KushCo CEO Nick Kovacevich will assume the same role in the combined company
KushCo Holdings Inc and Greenlane Holdings Inc announced Wednesday that they have reached a definitive merger agreement, under which KushCo will become a wholly owned subsidiary of Greenlane.
The companies say the merger establishes a leading ancillary cannabis company serving a premier group of customers, which includes many of the leading multi-state-operators (MSOs) and licensed producers, the majority of the top smoke shops in the US and millions of consumers. The deal is expected to generate some $15 million to $20 million of annual run-rate cost synergies within two years, the companies said.
The combined company is expected to offer a diverse customer product offering, including: consumption devices, vaporizers and accessories; supplies and child-resistant packaging; papers and wraps; and complementary solvents and natural products.
The new entity will offer curated proprietary owned brands, including packaging innovator Pollen Gear, VIBES rolling papers, Marley Natural Accessories; K.Haring Glass Collection, Aerospaced grinders, Eyce specialty silicone smoking products, and Higher Standards, an innovative retail experience with flagship stores in Chelsea Market, New York and Malibu, California.
The C-CELL suite of products, currently sold exclusively by KushCo and other distributors in the US, will also become available to Greenlane’s B2B and B2C customer base.
Ultimately, the combined company is expected to have pro forma revenue of more than $250 million for 2020 and a pro forma market capitalization in excess of $350 million based on the respective share prices of Greenlane and KushCo as of March 30. Following the merger, the entity is expected to generate pro forma revenue of between $310 million and $330 million for 2021
KushCo CEO Nick Kovacevich will assume the same role in the combined company, and Greenlane’s Bill Mote will serve as CFO, the companies said. Greenlane co-founders Aaron LoCascio and Adam Schoenfeld will be President and Chief Strategy Officer, respectively. The combined company will be headquartered in Boca Raton, Florida with a significant footprint in Southern California.
“We’re excited to create a leading, innovative supplier of cannabis ancillary products serving the most valuable segments of the supply chain,” Kovacevich said in a statement.
“For more than 10 years, KushCo has proudly pioneered this industry, creating substantial value for our customers, employees, partners, and stockholders. Now, we have reached a critical time in our industry where the leading operators are increasingly looking to partner with companies in the ancillary space who can reliably support their rapid expansion for years to come. We greatly admire the product portfolio that the Greenlane team has built, and we are excited to work with them to cross-sell to our complementary customer bases and execute on the attractive growth opportunities ahead.”

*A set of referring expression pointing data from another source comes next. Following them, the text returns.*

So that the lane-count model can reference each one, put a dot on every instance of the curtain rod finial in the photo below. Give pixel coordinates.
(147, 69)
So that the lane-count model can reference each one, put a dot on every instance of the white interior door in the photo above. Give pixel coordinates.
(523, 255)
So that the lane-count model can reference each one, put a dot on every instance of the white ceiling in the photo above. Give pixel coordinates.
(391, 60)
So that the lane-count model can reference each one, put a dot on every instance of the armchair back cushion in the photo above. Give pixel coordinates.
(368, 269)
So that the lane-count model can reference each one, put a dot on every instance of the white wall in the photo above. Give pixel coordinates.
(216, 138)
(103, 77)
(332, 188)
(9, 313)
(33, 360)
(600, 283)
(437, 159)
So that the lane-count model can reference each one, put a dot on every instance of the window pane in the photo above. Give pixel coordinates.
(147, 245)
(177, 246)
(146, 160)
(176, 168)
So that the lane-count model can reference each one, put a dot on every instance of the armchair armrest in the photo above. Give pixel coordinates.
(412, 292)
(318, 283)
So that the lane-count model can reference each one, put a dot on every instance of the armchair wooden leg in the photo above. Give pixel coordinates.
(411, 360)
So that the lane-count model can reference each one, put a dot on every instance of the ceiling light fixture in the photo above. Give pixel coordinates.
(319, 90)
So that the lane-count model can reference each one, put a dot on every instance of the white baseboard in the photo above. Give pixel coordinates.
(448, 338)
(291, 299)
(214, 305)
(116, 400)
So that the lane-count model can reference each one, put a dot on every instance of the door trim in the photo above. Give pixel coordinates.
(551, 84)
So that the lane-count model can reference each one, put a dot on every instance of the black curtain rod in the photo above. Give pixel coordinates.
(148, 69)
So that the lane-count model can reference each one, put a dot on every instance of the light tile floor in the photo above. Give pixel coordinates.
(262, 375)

KushCo’s stockholders will receive roughly 0.25 shares of Greenlane Class A common stock for each share of KushCo common stock, the company said. This is expected to result in KushCo stockholders owning approximately 49.9% of the combined company’s common stock and Greenlane stockholders owning the remaining 50.1%. The basic exchange ratio represents a 6.3% premium to KushCo’s 20-day volume weighted average closing price ending on March 30, 2021, the company said.
The merger lets Greenlane continue to pursue opportunistic and strategic priorities before the transaction closes, including acquisitions and capital raising transactions. If Greenlane issues securities in connection with any acquisitions or capital raises, the exchange ratio will be adjusted to ensure that Greenlane’s existing stockholders maintain an aggregate interest of at least 50.1%, but not more than 51.9%, in the combined company.:
“This transformative transaction is expected to create a broad and complementary platform that we expect to deliver substantial synergies at an important inflection point in the cannabis industry,” LoCascio said. “As an industry leader, the combined company will be well positioned to grow profitability and maximize value for all stockholders while also providing enhanced product offerings and expanded ancillary services to our valued customer bases. We are thrilled to be working with the talented and experienced KushCo team, and together we will continue to drive innovation and excellence in the space. Since Greenlane’s founding in 2005, we have been at the forefront of the cannabis industry, and today we take the next step in our continued evolution.”